Ekphrasis – 16

Carmen Maria Machado

Your eyes reach the far edge of the painting. There is an anomaly in the corner of the otherwise black plain: three pale splotches, each the size of a dime, touching each other like a short string of pearls. You get close to them. You reach for a scalpel and use the tip to probe the blotches, with the lightest touch. They look as if an observer stood over the painting with a candle that dripped wax in a neat line. But no, the blotches are definitely paint. You’ll have to test them to see if the paint was placed there by de Wit, or if it was perhaps added by another person later, to cover something up. You set the scalpel down next to the jar of turpentine on your desk.

 

You start, realizing that you’ve been making these observations for the better part of an hour without your tape recorder. You swear, hit REWIND, and then PLAY, pressing it to your ear. “The Morning Room, Diederick…” You fast-forward.

 

“Roughly three inches deep…”

 

Your finger begins to press STOP when there is a burst of static from the recorder. You pull it away from your head. A new sound emerges, slithering from the speakers. A hissing whisper, rising and falling like the cadence of human speech. You pick the recorder up and stare at it. The voice—is it a voice? It isn’t yours—murmurs and sighs, and you can hear the intonation of a language you do not speak. You hesitate, and lift the recorder to your ear.

 

“… aan God.” The voice sharpens into a snap of static, and the sound is so pointed you can feel it in your ear, in your skull. You fling the recorder away from you. Thankfully, it misses the painting and lands on the floor, but when it does, it breaks.

 

A bang goes off beneath your feet and reverberates through the floor. Even the painting jumps on the table. Was it an earthquake?
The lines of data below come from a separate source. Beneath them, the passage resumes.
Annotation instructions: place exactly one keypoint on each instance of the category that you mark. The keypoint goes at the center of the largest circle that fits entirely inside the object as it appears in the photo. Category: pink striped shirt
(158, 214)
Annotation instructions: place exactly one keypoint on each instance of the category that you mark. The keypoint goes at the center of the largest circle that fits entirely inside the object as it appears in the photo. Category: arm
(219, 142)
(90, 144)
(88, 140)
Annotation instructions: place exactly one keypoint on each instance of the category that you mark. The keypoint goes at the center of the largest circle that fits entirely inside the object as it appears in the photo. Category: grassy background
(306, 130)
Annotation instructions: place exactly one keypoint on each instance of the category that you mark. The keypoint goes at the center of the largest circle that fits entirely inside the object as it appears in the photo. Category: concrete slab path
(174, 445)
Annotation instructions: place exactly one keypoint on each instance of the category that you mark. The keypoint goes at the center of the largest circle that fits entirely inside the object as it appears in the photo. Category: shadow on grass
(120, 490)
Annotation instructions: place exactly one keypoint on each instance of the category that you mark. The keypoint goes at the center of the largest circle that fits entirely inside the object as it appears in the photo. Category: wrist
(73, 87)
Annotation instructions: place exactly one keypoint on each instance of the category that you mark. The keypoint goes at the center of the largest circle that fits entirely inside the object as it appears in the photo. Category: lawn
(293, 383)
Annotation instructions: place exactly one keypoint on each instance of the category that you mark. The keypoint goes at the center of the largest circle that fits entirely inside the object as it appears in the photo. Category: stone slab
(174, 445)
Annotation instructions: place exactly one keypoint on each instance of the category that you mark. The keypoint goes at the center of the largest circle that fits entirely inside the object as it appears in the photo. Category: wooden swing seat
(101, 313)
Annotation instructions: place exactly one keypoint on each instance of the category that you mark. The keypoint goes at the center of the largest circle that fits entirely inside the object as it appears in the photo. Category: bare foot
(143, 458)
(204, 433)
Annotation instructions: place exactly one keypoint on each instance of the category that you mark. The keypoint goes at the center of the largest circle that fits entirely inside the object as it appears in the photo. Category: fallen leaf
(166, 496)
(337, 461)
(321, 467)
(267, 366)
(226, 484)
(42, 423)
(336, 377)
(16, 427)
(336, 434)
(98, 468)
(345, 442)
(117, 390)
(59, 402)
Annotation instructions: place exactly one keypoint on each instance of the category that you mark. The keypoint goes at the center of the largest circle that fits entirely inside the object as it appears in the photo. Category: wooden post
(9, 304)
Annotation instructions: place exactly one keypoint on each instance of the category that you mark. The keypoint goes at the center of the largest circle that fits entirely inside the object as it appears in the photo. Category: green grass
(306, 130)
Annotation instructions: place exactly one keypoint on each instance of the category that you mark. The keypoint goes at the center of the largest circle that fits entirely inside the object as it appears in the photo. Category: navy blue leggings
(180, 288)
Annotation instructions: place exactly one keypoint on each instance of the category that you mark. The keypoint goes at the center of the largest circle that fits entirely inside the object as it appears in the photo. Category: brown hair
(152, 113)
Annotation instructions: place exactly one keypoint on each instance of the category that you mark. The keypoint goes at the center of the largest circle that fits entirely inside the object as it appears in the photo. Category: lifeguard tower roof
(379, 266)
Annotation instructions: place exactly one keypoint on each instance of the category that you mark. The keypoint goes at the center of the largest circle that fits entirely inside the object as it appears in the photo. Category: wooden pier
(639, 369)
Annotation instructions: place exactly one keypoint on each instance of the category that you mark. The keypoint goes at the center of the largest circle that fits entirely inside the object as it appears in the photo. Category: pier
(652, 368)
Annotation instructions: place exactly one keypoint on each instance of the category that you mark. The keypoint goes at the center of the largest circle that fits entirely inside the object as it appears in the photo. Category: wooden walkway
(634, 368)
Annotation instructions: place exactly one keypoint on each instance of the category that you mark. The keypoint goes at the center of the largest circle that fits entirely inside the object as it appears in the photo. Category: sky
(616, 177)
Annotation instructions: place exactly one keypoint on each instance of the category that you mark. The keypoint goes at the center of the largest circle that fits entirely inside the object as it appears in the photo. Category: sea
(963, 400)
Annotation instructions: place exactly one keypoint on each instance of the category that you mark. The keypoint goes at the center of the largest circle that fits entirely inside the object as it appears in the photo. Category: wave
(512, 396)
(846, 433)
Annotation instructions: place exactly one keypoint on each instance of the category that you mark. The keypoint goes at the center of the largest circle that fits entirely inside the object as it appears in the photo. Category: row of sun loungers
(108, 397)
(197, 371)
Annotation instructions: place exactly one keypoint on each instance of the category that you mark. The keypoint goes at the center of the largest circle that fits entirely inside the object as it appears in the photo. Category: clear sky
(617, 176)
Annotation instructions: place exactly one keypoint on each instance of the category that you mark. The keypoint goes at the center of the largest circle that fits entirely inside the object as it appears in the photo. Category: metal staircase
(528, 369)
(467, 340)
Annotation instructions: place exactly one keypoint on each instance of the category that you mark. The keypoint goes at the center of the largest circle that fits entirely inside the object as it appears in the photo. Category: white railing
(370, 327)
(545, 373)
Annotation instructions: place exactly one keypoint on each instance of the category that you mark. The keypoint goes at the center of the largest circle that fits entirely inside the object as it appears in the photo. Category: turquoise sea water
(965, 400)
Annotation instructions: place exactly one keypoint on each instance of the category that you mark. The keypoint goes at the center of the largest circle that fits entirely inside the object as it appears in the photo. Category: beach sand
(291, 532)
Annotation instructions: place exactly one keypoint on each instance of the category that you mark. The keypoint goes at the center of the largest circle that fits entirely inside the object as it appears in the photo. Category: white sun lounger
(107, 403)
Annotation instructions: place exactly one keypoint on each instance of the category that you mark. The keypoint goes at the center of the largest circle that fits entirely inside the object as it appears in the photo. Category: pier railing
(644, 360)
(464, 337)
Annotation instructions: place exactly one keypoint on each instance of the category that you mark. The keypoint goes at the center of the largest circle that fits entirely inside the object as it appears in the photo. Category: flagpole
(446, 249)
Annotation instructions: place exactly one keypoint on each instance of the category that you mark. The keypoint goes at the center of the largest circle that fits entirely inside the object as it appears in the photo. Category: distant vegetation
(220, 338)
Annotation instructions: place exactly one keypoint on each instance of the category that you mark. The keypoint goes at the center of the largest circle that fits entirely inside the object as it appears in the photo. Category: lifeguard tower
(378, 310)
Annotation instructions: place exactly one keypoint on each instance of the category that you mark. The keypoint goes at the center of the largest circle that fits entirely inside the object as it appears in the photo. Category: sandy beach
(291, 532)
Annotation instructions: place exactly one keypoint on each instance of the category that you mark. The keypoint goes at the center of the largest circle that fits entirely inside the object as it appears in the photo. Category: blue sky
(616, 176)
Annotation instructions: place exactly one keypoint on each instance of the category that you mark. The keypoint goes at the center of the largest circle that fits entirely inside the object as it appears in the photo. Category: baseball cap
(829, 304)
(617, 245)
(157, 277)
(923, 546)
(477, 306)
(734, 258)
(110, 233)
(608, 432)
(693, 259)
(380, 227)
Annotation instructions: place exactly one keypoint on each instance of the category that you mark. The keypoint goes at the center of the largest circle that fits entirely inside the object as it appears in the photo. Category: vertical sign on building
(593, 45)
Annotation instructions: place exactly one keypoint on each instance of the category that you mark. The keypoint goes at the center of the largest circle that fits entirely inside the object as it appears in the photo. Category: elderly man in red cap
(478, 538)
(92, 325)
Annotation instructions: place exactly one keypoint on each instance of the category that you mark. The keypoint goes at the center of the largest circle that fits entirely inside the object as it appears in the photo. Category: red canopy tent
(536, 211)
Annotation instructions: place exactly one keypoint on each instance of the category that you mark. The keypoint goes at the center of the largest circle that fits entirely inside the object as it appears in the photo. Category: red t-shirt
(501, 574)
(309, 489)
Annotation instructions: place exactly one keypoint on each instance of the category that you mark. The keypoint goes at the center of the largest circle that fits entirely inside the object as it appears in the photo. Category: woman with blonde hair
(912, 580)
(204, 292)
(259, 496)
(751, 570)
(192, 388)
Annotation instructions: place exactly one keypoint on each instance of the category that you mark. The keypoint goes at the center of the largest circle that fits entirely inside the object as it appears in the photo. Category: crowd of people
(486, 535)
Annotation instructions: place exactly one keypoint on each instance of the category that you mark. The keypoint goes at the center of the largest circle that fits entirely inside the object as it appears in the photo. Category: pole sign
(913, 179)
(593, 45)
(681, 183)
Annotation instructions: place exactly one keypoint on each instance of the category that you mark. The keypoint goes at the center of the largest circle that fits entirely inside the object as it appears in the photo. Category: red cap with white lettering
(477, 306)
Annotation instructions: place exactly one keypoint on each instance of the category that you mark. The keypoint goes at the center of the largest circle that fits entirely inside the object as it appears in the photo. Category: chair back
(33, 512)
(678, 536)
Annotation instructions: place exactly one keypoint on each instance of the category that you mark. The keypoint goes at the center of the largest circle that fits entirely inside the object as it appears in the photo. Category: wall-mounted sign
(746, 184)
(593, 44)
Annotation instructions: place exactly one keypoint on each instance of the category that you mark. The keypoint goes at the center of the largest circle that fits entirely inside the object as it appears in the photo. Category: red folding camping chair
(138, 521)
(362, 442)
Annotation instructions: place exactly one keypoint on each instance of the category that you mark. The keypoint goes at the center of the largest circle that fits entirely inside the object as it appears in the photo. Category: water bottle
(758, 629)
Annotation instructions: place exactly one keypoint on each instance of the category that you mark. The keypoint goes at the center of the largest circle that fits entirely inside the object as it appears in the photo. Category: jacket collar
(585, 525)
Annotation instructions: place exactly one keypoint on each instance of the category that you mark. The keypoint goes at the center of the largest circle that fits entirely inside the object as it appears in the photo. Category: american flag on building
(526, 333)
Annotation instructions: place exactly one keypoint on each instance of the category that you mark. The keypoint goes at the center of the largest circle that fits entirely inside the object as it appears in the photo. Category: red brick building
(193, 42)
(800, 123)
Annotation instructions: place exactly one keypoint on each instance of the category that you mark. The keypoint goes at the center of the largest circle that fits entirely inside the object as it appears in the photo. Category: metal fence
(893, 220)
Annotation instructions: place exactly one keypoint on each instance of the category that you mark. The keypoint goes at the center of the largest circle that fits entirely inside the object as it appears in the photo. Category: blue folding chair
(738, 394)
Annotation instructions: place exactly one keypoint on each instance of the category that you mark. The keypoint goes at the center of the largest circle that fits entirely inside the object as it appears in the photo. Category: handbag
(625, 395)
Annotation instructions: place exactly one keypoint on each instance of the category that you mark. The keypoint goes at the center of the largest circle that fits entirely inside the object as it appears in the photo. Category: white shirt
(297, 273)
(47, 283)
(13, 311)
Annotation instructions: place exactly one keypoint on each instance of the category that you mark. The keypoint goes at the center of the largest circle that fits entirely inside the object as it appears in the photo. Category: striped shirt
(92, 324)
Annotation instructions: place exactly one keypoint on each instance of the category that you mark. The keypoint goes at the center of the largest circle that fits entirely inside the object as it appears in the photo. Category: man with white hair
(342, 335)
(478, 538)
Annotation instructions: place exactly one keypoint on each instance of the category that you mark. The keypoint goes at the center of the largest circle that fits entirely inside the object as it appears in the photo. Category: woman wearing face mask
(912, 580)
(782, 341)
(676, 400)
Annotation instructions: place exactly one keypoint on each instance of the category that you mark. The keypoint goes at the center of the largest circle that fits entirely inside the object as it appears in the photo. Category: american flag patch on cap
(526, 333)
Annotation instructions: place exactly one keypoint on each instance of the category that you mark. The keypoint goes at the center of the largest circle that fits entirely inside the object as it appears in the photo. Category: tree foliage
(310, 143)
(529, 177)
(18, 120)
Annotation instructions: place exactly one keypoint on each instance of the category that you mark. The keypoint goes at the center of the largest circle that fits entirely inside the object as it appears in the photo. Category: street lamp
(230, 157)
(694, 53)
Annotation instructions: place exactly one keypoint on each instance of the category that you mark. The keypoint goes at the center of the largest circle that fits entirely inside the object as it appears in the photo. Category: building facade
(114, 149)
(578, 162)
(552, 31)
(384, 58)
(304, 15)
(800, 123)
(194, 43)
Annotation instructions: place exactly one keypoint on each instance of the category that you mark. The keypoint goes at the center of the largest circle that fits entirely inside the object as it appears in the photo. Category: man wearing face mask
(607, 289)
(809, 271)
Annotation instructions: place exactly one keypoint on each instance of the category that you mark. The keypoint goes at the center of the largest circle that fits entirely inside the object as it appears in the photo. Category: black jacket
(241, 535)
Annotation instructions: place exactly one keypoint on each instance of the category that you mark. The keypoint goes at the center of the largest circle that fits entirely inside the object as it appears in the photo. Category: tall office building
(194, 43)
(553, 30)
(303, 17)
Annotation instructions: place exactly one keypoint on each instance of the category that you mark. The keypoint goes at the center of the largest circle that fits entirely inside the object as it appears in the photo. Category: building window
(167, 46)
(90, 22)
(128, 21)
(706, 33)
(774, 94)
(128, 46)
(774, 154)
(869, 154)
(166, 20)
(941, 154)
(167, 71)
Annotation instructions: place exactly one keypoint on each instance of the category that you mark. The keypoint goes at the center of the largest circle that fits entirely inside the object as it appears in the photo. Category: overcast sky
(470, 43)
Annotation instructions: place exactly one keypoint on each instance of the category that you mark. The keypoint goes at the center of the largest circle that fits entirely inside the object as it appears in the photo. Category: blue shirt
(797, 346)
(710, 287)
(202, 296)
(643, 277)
You wait for the thin wail of an alarm, the flashing lights. Nothing. You throw open your office door.

 

“Gregory?” you call.

 

Silence. You run to the balcony and peer over, looking for the telltale beam of his flashlight roving over the floor or the visitor’s entrance.

 

No motion.

 

 

If you run to investigate the ominous sound and find Gregory, turn to page 20.

If you cannot resist the thrumming pull of the de Wit painting, turn to page 18.